Nobody operating on the world stage now embodies the idea of techno as much as Richie Hawtin. Sleek and lean, fastidiously attired, topped by a symmetrical shock of what might be called "post-hair," Hawtin remains the medium's most recognizable and progressive ambassador well beyond Detroit, where he had his storied beginning. He lives in Berlin now, which suits the tenor of the times. He still means it when he speaks of minimalism as a guiding principle. And, at 35, he continues to follow the swift evolution of a sound whose advancements play out on an increasingly atomic scale.

Nowhere (except a dance floor at 4 a.m.) is Hawtin's methodology on better display than it is on DE9: Transitions, a stunning mix made from somewhere around 110 tracks. The third part of a "DE9" series that includes 1999's Decks, EFX & 909 and 2001's Closer To The Edit, Transitions makes use of Ableton, new software that regulates rhythmic time between different tracks in a way that leaves a DJ free to think about things other than simple beat-matching. The result is a big-picture mix composed of fleeting snippets locked in a ghostly embrace: Different passages feature as many as 10 tracks playing at a time, with elements of each liable to pipe up, fade out, and reappear minutes later. (It's all chartable on a cool DVD display that lists active track names that dissolve in and out when appropriate.)

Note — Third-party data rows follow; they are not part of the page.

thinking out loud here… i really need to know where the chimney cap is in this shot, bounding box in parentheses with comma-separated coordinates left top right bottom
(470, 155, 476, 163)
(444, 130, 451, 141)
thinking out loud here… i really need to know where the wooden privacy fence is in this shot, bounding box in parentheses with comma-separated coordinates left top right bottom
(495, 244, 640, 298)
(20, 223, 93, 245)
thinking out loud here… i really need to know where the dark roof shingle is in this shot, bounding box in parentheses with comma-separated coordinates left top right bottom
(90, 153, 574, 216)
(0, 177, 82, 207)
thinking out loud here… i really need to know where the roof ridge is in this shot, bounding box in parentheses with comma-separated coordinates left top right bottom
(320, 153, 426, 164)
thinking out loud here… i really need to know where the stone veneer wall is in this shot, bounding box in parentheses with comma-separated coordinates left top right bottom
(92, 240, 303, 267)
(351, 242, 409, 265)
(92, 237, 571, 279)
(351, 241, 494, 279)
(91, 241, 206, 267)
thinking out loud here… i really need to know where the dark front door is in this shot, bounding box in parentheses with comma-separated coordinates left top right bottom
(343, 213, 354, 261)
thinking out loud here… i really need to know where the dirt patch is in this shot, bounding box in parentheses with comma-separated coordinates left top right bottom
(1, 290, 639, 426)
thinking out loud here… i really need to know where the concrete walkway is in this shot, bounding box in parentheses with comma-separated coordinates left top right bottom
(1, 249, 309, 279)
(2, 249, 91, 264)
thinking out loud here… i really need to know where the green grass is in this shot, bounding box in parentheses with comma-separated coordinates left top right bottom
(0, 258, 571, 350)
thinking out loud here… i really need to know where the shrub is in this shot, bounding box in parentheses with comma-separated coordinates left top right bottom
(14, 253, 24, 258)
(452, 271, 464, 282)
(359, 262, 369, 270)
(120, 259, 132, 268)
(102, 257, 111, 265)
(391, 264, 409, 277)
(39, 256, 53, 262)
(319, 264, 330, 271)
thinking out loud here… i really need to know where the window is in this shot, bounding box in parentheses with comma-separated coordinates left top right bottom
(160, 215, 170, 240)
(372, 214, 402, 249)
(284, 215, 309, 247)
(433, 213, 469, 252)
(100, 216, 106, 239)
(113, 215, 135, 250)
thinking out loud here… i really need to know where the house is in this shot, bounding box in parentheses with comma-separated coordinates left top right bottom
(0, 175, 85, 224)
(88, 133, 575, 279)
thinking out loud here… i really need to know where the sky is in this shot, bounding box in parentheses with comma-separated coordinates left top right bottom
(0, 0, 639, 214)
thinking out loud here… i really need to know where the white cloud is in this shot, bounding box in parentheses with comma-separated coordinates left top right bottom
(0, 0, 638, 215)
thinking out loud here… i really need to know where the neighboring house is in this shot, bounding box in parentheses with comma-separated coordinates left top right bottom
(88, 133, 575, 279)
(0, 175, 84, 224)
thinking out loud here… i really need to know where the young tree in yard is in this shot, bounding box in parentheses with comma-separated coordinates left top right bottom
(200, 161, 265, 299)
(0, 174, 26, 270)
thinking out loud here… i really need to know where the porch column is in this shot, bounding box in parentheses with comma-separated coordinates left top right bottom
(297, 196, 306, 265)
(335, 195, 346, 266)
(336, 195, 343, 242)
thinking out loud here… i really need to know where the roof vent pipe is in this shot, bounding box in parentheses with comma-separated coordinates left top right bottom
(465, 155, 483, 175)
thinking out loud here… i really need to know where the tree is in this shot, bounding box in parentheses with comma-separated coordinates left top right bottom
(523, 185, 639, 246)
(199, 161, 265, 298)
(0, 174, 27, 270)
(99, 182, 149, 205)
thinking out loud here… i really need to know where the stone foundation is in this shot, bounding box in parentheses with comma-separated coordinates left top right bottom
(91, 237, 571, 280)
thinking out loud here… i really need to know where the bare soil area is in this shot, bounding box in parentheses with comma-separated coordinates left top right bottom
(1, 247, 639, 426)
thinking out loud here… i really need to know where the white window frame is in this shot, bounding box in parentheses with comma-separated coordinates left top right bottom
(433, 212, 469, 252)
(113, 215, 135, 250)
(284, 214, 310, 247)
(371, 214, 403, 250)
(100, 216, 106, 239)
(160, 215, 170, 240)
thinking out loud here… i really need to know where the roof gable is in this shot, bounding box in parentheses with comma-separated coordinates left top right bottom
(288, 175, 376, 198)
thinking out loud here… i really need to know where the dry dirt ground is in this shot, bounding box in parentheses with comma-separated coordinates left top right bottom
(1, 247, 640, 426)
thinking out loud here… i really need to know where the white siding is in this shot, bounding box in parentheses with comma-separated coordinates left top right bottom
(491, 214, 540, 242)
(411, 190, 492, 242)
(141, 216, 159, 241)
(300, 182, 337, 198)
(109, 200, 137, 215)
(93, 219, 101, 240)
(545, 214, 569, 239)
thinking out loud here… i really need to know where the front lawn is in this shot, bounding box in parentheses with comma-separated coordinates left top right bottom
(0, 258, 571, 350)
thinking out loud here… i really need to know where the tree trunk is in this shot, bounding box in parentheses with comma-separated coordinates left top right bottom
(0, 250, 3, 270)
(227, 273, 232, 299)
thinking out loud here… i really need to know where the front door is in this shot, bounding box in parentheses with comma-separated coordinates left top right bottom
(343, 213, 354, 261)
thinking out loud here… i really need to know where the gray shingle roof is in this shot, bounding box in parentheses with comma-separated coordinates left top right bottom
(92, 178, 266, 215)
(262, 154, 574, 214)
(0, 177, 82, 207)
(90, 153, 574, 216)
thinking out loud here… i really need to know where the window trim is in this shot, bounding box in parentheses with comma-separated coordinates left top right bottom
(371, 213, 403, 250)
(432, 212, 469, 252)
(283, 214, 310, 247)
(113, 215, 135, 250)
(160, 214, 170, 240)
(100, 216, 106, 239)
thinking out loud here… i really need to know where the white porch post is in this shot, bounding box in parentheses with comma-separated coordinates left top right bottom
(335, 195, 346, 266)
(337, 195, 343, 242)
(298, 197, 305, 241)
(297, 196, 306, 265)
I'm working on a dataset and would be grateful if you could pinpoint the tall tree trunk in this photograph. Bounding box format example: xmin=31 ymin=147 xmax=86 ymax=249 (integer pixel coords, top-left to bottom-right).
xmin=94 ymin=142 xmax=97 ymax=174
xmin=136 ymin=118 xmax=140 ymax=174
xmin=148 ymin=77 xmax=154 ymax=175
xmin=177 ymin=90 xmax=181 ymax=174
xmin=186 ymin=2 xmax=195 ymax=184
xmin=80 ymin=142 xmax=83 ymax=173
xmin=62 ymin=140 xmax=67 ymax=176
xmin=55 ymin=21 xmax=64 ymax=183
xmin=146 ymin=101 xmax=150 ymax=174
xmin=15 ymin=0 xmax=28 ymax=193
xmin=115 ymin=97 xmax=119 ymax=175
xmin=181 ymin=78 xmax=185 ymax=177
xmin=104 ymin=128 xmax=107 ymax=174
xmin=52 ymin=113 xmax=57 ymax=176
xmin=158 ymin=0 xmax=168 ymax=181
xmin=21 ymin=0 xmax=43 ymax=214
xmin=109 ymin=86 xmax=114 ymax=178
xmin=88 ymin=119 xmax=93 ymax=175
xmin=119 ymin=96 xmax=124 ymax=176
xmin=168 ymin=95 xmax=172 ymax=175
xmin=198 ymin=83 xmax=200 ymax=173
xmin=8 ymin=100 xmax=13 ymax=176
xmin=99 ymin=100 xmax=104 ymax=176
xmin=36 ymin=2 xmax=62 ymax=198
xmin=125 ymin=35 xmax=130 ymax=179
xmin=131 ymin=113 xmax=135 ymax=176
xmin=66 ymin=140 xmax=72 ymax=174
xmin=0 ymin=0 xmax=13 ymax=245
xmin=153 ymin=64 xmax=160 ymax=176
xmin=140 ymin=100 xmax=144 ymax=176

The technology is impressive, mostly for the way it suits the sonic whole. Hawtin highlights a number of timely sounds, from the dark, mysterious "ketamine house" of Ricardo Villalobos to the minimal marching-band snares of Robert Hood to the zippy fabric-flow funk of Wighnomy Brothers. Most striking is the meticulous placement of what could be clatter in a spacious sound-field: Hawtin focuses the ear on particular elements the way a film director trains eyes by the arrangement of objects within a frame. The sound explores disorienting back-corners in a 5.1 surround-sound version, but the mix proves deep and dizzying in its also-included stereo guise, especially on headphones. It's the kind of techno that makes the mind reel as fast as a sound that shows no sign of slowing.